Yesterday on 13 September, 2021, Tampere University unexpectedly announced that it would begin cooperation negotiations concerning its centralised support staff. The cooperation initiative concerns 1,100 members of staff and the estimated number of person-years to be reduced is 215. As such, a significant portion of the centralised support staff are currently under the threat of redundancy.
The University has justified initiating the negotiations by appealing to financial and operational reasons, which stem from reduced basic funding and a balance deficit.
“Claiming that this is a matter of financial necessity is artificial and tendentious. The entire time following the university merger the university leadership has emphasized that a deficit is not a problem because mergers have costs, and that the returns of investment of the university’s yield on capital are meant to be used. Up until now, the university management has not considered the deficit to be a problem, but instead has considered it as a natural and desirable state. Now the deficit is suddenly being used as the justification for discharging a massive number of staff,” says Hanna Kuusela, member of the Academic Board.
The employer appeals to its need to secure its core functions.
“Cutting resources from the support staff is very short-sighted. Significant and increasing amounts of administrative work have already been shifted to teaching and research staff. Cutting from support staff means cutting from the essential conditions of conducting research, teaching and societal interaction at the university,” says Sanni Tiitinen, vice-president of the Finnish Union of University Researchers and Teachers.
Tampere University began its work on 1 January, 2019. This was preceded by a taxing period of preparing for the university merger.

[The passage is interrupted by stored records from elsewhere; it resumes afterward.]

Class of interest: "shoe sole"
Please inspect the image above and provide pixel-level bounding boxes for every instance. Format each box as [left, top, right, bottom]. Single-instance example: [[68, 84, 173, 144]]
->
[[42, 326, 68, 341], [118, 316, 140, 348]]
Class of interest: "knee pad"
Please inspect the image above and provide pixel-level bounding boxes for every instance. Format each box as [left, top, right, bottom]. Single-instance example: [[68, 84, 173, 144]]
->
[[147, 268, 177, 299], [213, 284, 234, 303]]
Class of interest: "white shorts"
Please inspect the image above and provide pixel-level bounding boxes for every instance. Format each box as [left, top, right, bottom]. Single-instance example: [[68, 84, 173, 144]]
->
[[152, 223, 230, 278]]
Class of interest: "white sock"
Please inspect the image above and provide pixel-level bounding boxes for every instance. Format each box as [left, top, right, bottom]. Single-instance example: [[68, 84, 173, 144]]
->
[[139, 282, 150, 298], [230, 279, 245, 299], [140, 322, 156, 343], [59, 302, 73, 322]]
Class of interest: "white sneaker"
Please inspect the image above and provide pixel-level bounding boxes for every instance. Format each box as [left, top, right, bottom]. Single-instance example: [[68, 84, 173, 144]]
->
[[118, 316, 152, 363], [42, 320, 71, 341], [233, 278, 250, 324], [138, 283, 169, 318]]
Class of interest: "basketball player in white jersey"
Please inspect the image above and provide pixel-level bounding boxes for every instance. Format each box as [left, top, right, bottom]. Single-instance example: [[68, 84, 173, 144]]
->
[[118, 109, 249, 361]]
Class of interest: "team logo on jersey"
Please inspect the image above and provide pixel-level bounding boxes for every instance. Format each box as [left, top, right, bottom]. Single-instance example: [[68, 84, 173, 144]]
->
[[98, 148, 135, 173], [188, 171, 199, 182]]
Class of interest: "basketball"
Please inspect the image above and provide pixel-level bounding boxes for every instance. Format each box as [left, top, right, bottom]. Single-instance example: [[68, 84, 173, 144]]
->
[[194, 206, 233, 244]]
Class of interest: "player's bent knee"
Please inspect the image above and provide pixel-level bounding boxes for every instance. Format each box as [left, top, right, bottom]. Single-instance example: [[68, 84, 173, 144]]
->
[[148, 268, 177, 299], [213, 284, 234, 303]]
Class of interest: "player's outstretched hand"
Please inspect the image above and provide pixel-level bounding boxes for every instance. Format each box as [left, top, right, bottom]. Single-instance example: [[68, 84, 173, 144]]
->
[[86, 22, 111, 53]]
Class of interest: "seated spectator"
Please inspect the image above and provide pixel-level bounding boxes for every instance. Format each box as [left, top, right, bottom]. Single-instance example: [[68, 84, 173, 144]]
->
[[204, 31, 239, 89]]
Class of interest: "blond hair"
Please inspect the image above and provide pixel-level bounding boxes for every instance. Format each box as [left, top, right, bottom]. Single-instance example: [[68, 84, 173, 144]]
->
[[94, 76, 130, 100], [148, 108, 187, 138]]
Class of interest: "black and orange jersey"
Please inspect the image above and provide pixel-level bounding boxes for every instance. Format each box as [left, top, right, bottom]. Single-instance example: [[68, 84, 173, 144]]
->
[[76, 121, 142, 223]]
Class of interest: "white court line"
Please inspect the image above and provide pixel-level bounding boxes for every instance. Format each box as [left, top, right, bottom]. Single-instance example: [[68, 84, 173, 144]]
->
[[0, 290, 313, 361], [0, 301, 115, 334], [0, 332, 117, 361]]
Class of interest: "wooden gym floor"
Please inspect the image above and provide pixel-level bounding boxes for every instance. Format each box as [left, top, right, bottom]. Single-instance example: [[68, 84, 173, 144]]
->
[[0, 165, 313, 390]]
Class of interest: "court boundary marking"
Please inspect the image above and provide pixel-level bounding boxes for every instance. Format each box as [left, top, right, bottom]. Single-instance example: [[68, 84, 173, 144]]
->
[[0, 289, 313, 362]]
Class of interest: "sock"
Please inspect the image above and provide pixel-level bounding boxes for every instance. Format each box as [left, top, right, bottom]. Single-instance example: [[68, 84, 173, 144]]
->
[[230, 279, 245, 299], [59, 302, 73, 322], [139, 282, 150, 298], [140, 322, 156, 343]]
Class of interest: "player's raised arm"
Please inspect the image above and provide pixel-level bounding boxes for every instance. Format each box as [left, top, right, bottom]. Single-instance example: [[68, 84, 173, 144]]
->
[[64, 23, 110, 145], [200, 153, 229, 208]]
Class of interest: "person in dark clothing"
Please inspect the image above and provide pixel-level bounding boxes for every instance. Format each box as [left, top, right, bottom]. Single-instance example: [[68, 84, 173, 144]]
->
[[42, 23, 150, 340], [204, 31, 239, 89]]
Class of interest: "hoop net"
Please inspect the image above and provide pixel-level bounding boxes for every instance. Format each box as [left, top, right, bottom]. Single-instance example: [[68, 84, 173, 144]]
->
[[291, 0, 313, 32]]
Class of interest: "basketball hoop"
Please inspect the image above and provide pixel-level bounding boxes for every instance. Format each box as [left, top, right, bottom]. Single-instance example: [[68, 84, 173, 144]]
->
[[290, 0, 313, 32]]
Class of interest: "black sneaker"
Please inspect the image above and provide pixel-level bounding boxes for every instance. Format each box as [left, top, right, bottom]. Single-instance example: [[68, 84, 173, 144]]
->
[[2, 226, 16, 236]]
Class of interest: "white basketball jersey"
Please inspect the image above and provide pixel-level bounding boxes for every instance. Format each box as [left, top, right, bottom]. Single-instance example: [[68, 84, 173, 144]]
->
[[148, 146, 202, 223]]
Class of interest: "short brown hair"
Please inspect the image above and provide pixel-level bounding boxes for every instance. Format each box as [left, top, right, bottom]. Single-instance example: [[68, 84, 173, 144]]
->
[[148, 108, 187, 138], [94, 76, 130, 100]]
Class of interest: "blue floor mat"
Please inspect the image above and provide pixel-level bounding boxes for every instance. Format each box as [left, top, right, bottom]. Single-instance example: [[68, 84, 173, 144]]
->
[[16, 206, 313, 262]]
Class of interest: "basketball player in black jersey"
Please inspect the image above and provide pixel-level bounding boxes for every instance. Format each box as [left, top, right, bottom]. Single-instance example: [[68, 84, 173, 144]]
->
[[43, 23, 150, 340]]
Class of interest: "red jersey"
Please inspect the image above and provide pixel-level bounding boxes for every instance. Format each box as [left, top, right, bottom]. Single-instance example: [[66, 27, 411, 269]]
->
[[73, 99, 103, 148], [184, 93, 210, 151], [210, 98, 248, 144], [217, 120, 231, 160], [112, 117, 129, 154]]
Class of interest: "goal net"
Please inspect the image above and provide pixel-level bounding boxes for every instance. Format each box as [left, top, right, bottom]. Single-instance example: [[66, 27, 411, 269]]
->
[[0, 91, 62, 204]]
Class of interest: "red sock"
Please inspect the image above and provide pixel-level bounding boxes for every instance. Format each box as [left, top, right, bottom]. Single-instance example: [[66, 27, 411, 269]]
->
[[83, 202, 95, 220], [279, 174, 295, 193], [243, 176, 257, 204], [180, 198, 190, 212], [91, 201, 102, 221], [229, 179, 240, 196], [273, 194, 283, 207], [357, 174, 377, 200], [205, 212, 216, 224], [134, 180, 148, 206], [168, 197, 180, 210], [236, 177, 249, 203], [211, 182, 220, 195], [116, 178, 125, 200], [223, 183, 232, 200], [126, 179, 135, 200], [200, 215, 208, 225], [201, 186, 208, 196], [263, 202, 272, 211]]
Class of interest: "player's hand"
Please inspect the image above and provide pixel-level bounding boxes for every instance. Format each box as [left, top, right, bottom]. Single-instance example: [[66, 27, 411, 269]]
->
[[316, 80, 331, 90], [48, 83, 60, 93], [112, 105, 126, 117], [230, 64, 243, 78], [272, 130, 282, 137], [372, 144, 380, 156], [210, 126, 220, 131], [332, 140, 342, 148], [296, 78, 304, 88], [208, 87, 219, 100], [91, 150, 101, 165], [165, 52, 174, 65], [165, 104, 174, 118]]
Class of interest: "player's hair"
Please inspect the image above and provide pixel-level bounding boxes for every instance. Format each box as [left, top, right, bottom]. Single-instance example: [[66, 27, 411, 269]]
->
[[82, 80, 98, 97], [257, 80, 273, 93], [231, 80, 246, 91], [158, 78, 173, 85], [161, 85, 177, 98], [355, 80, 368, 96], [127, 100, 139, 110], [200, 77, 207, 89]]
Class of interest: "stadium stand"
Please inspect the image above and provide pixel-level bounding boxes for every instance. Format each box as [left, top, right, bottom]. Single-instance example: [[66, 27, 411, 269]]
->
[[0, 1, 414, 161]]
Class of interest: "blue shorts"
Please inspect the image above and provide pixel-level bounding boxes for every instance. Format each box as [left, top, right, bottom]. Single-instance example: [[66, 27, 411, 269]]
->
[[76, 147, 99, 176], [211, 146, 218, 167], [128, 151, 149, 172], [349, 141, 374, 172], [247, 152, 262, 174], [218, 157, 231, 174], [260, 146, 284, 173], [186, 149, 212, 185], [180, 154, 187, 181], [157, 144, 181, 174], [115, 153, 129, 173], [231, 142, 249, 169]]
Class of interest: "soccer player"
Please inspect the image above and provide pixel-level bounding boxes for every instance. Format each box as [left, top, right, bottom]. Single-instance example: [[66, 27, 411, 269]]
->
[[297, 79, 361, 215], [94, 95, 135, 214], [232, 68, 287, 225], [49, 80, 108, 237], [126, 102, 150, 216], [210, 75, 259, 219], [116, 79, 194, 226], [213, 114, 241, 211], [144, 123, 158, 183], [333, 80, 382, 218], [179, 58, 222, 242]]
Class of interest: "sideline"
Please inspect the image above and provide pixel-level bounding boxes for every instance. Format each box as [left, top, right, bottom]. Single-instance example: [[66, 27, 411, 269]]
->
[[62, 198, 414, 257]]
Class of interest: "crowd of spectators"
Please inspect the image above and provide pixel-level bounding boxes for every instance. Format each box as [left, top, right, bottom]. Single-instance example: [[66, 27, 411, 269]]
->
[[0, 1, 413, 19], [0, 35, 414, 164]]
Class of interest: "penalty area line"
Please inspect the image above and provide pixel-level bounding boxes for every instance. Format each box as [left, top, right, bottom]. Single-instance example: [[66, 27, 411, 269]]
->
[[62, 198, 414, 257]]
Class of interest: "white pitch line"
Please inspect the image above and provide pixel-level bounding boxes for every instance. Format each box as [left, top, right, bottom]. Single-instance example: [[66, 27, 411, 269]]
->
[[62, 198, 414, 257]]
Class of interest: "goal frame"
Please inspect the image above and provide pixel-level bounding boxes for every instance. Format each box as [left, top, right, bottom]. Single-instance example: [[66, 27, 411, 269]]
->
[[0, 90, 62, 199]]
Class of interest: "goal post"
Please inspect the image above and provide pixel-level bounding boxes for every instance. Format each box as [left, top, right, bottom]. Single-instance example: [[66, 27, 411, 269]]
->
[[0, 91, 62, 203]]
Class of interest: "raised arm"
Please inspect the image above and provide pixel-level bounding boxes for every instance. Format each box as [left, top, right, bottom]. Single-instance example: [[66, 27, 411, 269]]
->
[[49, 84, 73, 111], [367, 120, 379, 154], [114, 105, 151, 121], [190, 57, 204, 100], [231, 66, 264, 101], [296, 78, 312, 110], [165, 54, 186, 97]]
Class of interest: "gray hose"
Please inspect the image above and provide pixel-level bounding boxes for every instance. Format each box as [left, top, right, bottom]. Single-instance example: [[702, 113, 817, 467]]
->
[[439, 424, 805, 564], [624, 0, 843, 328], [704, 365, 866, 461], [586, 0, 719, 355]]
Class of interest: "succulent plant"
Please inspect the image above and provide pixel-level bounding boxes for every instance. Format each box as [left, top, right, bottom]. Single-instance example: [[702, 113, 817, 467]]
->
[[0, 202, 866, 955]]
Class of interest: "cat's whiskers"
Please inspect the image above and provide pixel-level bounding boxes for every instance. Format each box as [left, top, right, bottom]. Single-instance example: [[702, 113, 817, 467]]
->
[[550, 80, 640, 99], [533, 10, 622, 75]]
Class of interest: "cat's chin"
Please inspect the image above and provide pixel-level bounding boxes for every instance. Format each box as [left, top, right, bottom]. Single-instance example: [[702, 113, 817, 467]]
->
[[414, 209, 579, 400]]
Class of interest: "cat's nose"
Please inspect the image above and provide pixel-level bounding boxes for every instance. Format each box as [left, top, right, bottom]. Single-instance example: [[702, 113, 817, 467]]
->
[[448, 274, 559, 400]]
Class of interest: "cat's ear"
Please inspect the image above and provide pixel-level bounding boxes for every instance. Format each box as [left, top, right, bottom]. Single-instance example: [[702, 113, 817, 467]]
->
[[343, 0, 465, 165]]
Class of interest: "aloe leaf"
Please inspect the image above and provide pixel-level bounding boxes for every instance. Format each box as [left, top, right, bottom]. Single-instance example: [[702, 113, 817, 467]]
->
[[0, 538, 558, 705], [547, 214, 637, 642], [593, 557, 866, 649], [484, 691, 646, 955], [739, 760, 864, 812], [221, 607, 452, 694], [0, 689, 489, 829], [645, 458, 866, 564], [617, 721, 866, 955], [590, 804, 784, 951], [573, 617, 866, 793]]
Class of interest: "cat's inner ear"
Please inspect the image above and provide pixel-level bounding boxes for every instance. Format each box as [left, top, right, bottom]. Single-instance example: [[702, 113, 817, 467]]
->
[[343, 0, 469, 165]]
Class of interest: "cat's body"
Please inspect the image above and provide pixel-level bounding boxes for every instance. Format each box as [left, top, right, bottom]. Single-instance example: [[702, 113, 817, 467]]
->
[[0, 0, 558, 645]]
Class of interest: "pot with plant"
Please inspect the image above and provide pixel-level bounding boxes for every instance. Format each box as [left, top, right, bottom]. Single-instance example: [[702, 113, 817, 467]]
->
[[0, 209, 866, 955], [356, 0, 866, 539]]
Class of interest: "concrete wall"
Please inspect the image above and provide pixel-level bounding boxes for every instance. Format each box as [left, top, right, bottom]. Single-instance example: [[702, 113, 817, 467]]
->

“Following the merger, the university community has experienced post-merger changes, and in this short period of time the organization has been revised multiple times, the staff have undergone the harmonisation of salaries and job titles and a revision of their work tasks, and the last year and a half have been spent working remotely, amidst a pandemic. At the same time, we have adopted new information systems and even thought about the kinds of working environments we will return to. The workload has been substantial. Now the cooperation negotiation initiative is a slap on a very tired face, indeed, and a completely unexpected one. The theme of 2020 at Tampere University was wellbeing at work. Seems we can now forget about wellbeing at work, and simultaneously perhaps say goodbye to the most skilled and thoroughly worn out professionals,” says Liisa Ahlava, TATTE vice-president, who currently works in the centralised support staff now facing the cooperation negotiations.
“It is known at the university that the support staff are already considerably burdened, and these actions show that we are regrettably far from the aim of finding the best workplaces in Finland in the context of higher education, as envisioned in the Roadmap for Implementing Vision 2030. It is clear that the core function of the university at Tampere is endangered,” says Tiitinen.